Lazy session start

[weierophinney]

The current container object starts a session in the constructor automatically. This works fine for most use cases, but it could come in handy to use some kind of delayed session start. I'm working on a REST API which accepts API keys, but also check for authenticated users in their sessions. The authentication for the users are stored in sessions. However, every API call from a REST client generates a session. It will send a cookie to the REST client, while also storing the session information on disk. This should not happen with every API call by REST clients.

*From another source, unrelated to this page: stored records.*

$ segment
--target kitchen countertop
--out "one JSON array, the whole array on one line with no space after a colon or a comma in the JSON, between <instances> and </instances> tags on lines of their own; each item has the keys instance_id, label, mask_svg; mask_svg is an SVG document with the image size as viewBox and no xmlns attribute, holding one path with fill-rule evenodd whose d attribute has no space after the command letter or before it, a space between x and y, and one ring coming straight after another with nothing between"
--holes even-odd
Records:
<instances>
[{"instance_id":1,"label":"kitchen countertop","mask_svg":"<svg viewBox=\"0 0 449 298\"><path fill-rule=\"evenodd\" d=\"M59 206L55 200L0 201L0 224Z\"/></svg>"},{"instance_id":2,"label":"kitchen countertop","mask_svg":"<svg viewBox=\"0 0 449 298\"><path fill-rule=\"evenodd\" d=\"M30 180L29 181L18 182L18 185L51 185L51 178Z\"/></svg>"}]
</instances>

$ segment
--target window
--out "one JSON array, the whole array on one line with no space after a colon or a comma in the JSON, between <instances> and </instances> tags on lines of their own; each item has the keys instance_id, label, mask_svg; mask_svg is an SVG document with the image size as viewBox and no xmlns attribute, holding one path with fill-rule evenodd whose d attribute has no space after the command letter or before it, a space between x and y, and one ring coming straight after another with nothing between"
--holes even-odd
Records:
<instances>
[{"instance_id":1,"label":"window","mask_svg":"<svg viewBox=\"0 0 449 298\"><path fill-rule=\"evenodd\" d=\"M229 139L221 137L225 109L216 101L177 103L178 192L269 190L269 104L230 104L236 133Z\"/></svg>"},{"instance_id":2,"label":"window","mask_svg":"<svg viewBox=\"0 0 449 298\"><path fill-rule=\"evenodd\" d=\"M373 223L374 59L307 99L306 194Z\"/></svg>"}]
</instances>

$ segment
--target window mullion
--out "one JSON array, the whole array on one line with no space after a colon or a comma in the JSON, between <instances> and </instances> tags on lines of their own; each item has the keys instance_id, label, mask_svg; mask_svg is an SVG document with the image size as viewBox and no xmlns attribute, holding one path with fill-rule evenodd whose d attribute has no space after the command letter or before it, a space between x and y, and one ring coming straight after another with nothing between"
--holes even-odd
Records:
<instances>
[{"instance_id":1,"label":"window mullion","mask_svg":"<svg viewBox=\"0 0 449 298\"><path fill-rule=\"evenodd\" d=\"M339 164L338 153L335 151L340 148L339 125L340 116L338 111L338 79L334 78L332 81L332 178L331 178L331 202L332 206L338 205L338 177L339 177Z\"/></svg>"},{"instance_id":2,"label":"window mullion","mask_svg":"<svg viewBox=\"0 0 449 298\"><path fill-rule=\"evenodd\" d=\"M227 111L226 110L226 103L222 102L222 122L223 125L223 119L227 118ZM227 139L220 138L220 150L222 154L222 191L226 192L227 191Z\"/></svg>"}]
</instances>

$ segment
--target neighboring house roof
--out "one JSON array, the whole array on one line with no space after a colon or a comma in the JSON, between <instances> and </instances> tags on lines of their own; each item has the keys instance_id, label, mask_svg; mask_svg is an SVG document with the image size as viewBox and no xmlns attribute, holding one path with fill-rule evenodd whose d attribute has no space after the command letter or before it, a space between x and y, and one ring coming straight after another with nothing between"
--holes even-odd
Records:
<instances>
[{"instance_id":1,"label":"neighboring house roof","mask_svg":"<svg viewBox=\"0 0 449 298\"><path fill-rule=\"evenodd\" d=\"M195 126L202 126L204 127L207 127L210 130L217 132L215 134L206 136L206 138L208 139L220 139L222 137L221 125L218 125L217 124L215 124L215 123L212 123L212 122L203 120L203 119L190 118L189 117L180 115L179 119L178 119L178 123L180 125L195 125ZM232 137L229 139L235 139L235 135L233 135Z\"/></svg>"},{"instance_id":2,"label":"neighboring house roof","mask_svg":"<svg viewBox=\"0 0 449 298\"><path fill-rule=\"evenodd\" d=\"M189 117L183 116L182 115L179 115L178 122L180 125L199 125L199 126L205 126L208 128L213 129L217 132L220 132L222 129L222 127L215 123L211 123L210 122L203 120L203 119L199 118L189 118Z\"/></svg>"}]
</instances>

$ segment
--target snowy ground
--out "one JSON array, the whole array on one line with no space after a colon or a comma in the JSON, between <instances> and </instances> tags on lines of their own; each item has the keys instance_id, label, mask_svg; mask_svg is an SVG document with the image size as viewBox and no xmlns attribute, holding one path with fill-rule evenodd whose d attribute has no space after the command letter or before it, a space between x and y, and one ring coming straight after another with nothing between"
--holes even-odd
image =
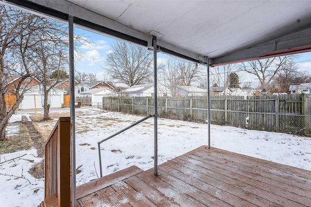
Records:
<instances>
[{"instance_id":1,"label":"snowy ground","mask_svg":"<svg viewBox=\"0 0 311 207\"><path fill-rule=\"evenodd\" d=\"M67 112L62 109L51 113ZM76 166L82 165L76 177L77 185L80 185L97 178L96 172L99 176L97 142L142 117L91 108L76 109L76 113L79 115L76 119ZM22 115L29 117L29 114ZM11 122L21 119L20 114L14 115ZM153 167L153 119L102 144L104 175L132 165L144 170ZM40 125L52 130L56 121ZM158 124L159 164L207 144L207 124L162 119L158 119ZM7 130L16 133L12 126ZM213 125L211 138L212 147L311 170L309 138ZM28 172L32 165L42 159L36 157L35 149L1 155L0 162L25 154L21 157L24 159L0 164L0 207L36 206L43 199L43 179L35 179Z\"/></svg>"}]
</instances>

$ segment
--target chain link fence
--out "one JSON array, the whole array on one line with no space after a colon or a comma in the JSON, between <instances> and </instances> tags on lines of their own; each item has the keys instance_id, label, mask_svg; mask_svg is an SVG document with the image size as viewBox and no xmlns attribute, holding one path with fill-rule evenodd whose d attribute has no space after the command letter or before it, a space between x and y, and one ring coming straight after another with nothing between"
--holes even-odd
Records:
<instances>
[{"instance_id":1,"label":"chain link fence","mask_svg":"<svg viewBox=\"0 0 311 207\"><path fill-rule=\"evenodd\" d=\"M311 116L211 109L210 123L245 129L298 135L310 134Z\"/></svg>"},{"instance_id":2,"label":"chain link fence","mask_svg":"<svg viewBox=\"0 0 311 207\"><path fill-rule=\"evenodd\" d=\"M215 100L218 100L215 99L214 101ZM204 102L206 101L199 98L171 99L159 98L158 99L159 117L207 123L207 104ZM244 102L243 103L247 103L245 100L242 101ZM262 105L266 105L264 102L262 103L262 100L259 101L263 104ZM99 108L104 110L146 115L153 113L153 99L151 97L140 97L138 99L110 97L103 99L102 104L99 104L98 105ZM296 103L294 102L293 104L293 100L287 102L291 104L289 105L292 106L291 107L288 109L291 111L291 113L264 112L262 111L264 111L263 109L265 108L260 107L260 112L211 108L210 111L210 123L268 132L307 136L311 135L311 115L293 113L294 111L298 111L293 110L293 105L296 105ZM310 104L309 102L306 102L306 104L308 105ZM220 105L221 106L220 104L215 104L214 107Z\"/></svg>"}]
</instances>

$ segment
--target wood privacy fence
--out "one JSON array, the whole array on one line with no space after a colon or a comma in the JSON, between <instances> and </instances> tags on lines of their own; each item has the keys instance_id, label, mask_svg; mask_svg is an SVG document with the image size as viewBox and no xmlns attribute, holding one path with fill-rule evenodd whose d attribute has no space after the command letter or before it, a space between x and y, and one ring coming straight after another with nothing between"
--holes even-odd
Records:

It would be great to have a container which does not automatically starts a session, only under the following circumstances:

• If data is written to the container, start a new session
• If trying to read data from the container, only start a session when session_status return PHP_SESSION_NONE and $_COOKIE[session_name()] is set. This will only start a session when the browser actually has send a cookie to the server.

---

Originally posted by @dekker-m at zendframework/zend-session#43

[weierophinney]

I've the same problem on my application. Do you have any idea how to resolve this problem properly ?

---

Originally posted by @mael-lg at zendframework/zend-session#43 (comment)

[weierophinney]

Containers should not be injected, but rather requested at runtime. Session containers are NOT services.

---

Originally posted by @Ocramius at zendframework/zend-session#43 (comment)

[odan]

I have the same issue with this session package in combination with a DI container. Creating a session or a Laminas\Session\Container object should not start the session handler. This is important, because the session start needs to be controlled by e.g. a middleware. I guess the problem is here:

• https://github.com/laminas/laminas-session/blob/2.14.x/src/AbstractContainer.php#L85

 // Start session
$this->getManager()->start();

If this line could be removed, the issue could be solved. But I guess this would be a breaking change.